The idea of AI running the show is white-hot among researchers, futurists, and doomers. On one hand, we have AI agents making scientific breakthroughs, and on the other hand, we have figures like Geoffrey Hinton, one of the godfathers of AI, predicting that AI will wipe humanity in the immediate future. But what about the concept of pushing AI as an agent of civilization? Well, that's broadly what the Project Sid set out to assess. 

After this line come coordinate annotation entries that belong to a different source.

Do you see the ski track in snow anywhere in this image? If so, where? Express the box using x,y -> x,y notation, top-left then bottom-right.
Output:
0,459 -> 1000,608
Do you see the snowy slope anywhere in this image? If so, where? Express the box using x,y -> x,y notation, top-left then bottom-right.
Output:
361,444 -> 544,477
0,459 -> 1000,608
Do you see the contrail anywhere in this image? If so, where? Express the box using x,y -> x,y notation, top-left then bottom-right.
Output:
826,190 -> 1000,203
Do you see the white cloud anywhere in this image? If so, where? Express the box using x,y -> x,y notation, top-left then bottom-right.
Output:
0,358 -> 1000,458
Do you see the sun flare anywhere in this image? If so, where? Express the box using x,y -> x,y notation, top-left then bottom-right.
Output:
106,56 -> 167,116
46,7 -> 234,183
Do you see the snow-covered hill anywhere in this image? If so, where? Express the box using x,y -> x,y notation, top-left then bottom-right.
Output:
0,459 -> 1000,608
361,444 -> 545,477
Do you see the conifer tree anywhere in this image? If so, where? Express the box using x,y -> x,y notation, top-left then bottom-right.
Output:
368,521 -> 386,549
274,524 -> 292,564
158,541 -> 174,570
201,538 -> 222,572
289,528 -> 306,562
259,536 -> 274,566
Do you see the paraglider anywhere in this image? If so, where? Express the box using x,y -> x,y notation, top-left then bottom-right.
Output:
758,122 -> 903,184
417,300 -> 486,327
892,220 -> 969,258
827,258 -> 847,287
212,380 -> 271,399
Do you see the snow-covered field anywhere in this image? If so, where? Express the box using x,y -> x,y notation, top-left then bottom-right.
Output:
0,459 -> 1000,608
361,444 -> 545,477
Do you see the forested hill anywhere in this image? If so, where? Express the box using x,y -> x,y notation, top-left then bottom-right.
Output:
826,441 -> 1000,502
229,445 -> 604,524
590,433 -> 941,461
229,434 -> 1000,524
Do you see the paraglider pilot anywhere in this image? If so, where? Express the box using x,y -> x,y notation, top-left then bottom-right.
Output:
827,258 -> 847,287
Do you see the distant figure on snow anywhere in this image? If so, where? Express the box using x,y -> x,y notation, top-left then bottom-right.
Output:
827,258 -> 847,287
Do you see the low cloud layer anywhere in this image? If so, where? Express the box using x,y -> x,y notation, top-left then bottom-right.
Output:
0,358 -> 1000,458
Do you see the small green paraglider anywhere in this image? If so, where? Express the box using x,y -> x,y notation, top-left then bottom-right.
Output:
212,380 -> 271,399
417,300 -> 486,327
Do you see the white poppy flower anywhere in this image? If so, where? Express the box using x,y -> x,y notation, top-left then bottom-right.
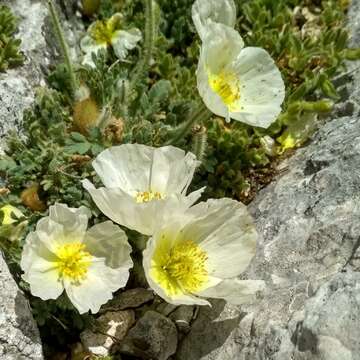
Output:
143,199 -> 264,305
197,23 -> 285,128
83,144 -> 203,235
192,0 -> 236,40
80,14 -> 142,67
21,204 -> 132,313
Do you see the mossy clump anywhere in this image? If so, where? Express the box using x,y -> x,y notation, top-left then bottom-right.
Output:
0,0 -> 360,354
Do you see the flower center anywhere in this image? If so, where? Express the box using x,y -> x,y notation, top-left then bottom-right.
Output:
56,242 -> 92,283
208,71 -> 240,108
151,241 -> 208,296
135,190 -> 165,203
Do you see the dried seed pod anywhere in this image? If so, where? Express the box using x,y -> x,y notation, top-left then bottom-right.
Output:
81,0 -> 100,16
20,184 -> 46,211
73,98 -> 100,135
105,116 -> 124,144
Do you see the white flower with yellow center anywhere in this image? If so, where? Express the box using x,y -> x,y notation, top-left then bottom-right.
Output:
192,0 -> 236,40
21,204 -> 132,313
83,144 -> 203,235
197,23 -> 285,128
143,199 -> 264,305
80,13 -> 142,67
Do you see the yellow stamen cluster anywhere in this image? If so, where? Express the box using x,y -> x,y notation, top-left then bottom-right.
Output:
208,71 -> 240,109
135,190 -> 164,203
56,242 -> 92,283
151,241 -> 208,296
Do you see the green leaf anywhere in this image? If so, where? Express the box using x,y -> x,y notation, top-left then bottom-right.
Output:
64,142 -> 91,155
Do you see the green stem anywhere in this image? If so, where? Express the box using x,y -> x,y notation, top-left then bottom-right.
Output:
166,104 -> 212,145
47,0 -> 78,96
130,0 -> 155,89
191,126 -> 207,162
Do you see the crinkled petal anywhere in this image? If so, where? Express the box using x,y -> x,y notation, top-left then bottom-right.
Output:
196,52 -> 229,118
192,0 -> 236,40
83,180 -> 203,235
150,146 -> 199,194
143,237 -> 210,305
36,216 -> 69,253
199,23 -> 244,74
20,231 -> 57,272
197,279 -> 265,305
196,24 -> 244,118
89,144 -> 198,196
92,144 -> 152,195
111,28 -> 142,60
64,258 -> 128,314
84,221 -> 133,270
230,47 -> 285,128
20,232 -> 64,300
181,198 -> 257,279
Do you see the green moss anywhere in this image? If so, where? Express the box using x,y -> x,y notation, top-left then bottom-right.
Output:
0,0 -> 360,352
0,5 -> 24,72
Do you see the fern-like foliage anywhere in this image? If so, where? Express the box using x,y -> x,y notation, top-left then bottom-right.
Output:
0,5 -> 24,72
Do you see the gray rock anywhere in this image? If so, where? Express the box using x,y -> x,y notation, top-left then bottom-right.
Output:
0,256 -> 43,360
118,311 -> 177,360
102,288 -> 154,311
176,1 -> 360,360
80,310 -> 135,356
169,305 -> 196,333
0,0 -> 82,143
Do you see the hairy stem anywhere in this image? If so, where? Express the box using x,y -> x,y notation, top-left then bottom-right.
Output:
130,0 -> 155,89
191,126 -> 207,162
166,103 -> 212,145
47,0 -> 78,96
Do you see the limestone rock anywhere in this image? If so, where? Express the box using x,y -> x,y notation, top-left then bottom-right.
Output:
176,1 -> 360,360
0,0 -> 82,143
119,311 -> 177,360
103,288 -> 154,311
0,255 -> 43,360
80,310 -> 135,356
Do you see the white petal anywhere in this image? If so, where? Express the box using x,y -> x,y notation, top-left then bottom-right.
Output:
196,56 -> 229,118
150,146 -> 199,194
192,0 -> 236,39
181,198 -> 257,279
200,23 -> 244,74
36,216 -> 69,253
196,24 -> 244,118
49,203 -> 91,238
230,47 -> 285,128
20,232 -> 64,300
143,238 -> 210,305
111,29 -> 142,60
93,144 -> 152,195
197,279 -> 265,305
83,180 -> 202,235
64,259 -> 128,314
84,221 -> 133,269
89,144 -> 198,196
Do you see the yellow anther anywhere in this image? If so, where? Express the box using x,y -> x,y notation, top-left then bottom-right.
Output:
208,71 -> 240,108
135,191 -> 164,203
56,242 -> 92,283
151,241 -> 208,296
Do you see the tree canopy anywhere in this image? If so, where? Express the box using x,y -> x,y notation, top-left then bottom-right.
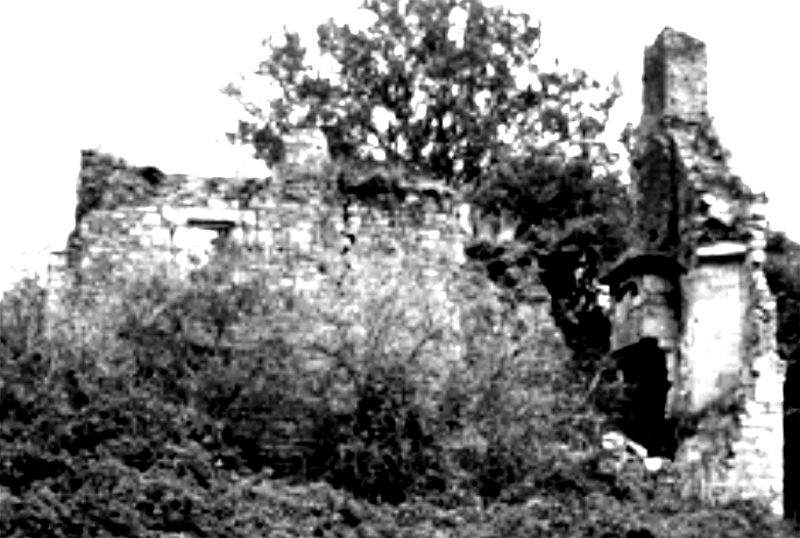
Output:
223,0 -> 619,191
227,0 -> 630,372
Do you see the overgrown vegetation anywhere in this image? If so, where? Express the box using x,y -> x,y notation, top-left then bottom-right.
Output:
0,258 -> 792,538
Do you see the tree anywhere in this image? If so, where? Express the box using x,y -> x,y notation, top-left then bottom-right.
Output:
222,0 -> 618,186
222,0 -> 629,376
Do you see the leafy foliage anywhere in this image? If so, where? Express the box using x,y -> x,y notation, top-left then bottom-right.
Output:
223,0 -> 618,186
0,255 -> 792,537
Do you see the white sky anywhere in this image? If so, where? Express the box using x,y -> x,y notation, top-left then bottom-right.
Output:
0,0 -> 800,284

The project, which comes courtesy of Altera, explored the concept of AI civilization, one where multiple AI agents interact with each other as well as humans. The AI agents were deployed in a human civilization-inspired simulation built within Minecraft. One of the biggest draws of the whole exercise was that AI agents were seen autonomously setting their role in society and developing specialization in those fields, just like a real human society. The team found that AI agents quickly evaluated the goals and intentions of other AI agents and used this knowledge to update their own social goals every 5–10 seconds. And just like human settlements, the AI agents also organized themselves into clusters mimicking profession-based human groups, such as farmers, miners, engineers, guards, explorers, and blacksmiths. 

Not everything went perfectly, though. The team found that artist agents were "fixated" on picking flowers, while guards focused on building fences. Another weird observation was that a single agent, even when it's equipped with all the knowledge about its designated role in the planning, repeatedly gets stuck in a repetitive activity pattern and makes errors. Based on these observations, one might expect agents to perform well in group settings, but that doesn't appear to be the case.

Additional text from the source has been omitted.